Evolution of Urban Water Management

My colleague Vladimir Novotny has done a good job condensing the several thousand years of water infrastructure history into four distinct stages – or paradigms as he calls them.

Opportunistic Utilization of Readily Available Water

They proceed from the initial use of easily accessed surface water and shallow groundwater, and the use of streets as the primary means for directing stormwater flows and disposing of every kind of human and animal waste imaginable. It’s a situation that conjures up Jonathan Swift’s poem “A Description of a City Shower”:

Now from all parts the swelling kennels flow,
And bear their trophies with them as they go:
Filth of all hues and odors seem to tell
What street they sailed from, by their sight and smell…
Drowned puppies, stinking sprats, all drenched in mud,
Dead cats, and turnip tops, come tumbling down the flood.

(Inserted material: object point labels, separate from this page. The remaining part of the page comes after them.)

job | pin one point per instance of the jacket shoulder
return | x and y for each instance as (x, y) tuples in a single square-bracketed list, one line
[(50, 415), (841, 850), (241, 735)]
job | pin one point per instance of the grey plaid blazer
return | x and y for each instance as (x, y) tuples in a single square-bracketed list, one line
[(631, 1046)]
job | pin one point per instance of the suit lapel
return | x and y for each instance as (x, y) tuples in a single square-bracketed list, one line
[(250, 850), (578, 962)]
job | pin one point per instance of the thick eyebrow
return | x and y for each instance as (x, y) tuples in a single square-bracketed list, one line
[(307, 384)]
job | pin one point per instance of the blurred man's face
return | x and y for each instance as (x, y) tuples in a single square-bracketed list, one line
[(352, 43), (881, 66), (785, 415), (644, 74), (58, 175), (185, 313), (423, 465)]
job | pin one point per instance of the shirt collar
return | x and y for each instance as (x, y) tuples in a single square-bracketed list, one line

This first paradigm persisted in many cities well into the seventeenth and eighteenth centuries, and can still be found as the norm in squatter settlements surrounding the world’s burgeoning megacities – life-threatening quality water, haphazard drainage, regular flooding, and no sanitation.

Engineered Storage and Conveyance

What emerged as the second paradigm was the engineered construction of water storage facilities, aqueducts, and drainage facilities – all of which were well-developed technologies in Roman times and earlier.  The word “drainage” in this case means the stormwater runoff and stream flows resulting from rainwater and snowmelt – although the contamination of drainage systems with the addition of human wastes is an important accidental “innovation” that developed in Roman times as well.

Addition of Water Treatment Technologies

The degradation of water quality resulting from the growth of industrial cities in the nineteenth and twentieth centuries drove the development of the third model, which added water treatment both at the source of potable supplies and at the point of disposal to receiving waters, dramatically improving health and water quality.

Non-Point Source Pollution Control

And finally, in the fourth paradigm, which is in progress, efforts to reduce and control the pollutants that result from stormwater runoff, which can affect water bodies from sources that arrive either through pipes or flow directly into rivers and streams –– have been added to the end-of-pipe, command and control, fast-conveyance systems approach that has evolved over four thousand years.

So, over time, we have successfully designed urban water systems that keep land relatively dry (i.e., properly drained) and provide a reliable supply of potable water for human and commercial needs. And then, as a matter of convenience, we use potable water as a means of carrying away human and industrial wastes for subsequent treatment and disposal.  These systems have always been integrated into the built environment of buildings and streets – relying on properly designed streets as one of the means of providing adequate drainage.

The Fifth Paradigm

In our book Cities of the Future, we explored the connections between urban water quality, hydrology, and broader aspects of urban land use planning. We concluded, as others have, that there would need to be fundamental changes in order to get to what Vladimir has characterized as the “fifth paradigm” of urban water management.  As suggested, the previous four have a few things in common. They look at water as either a resource to be utilized for potable, commercial, and waste disposal purposes, or a nuisance and threat to be protected against.  Centuries of engineered systems have been designed to move water rapidly from where it is to where it’s needed, and from where it’s not wanted to someplace else.

We address the need for fundamental change in our Preface to Cities of the Future:

The fifth paradigm of urban water management . . . adopts a holistic, systems approach to the urban watershed, rather than a functionally discrete focus on individual components (drinking water, sewage, stormwater) characteristic of earlier models.

[In] this fifth paradigm . . . all the components of water supply, stormwater, and wastewater will be managed in a closed loop.

One of the goals of the fifth paradigm is to develop an urban landscape that mimics but not necessarily reproduces the processes and structures present in a predevelopment natural system… (H)ydrological mimicry . . . relying on reduction of imperviousness, increased infiltration, surface storage and use of plants that retain water . . . interconnected green [spaces] . . . around urban water resources . . . (and) storage-oriented drainage with less reliance on underground conduits and more surface storage, infiltration and flow retardation.

Progress in the direction of Vladimir’s fifth paradigm will require fully coordinated management of water and land in a manner that has few precedents.  Instead of a system that provides water, sewer, and drainage to individual parcels of land, we will be designing an urban landscape that utilizes integrated systems of plumbing and land use to reduce the need for more pipes, pumps, and treatment plants, as well as the imported water to fill them. More importantly, design objectives will be different as well – transitioning from the utilization of natural resources to fuel urban development towards managing urban development to preserve natural systems for growth and renewal.  When we examine the process of land-use planning and development, the prospects for this kind of radical redesign of the urban landscape present some challenges.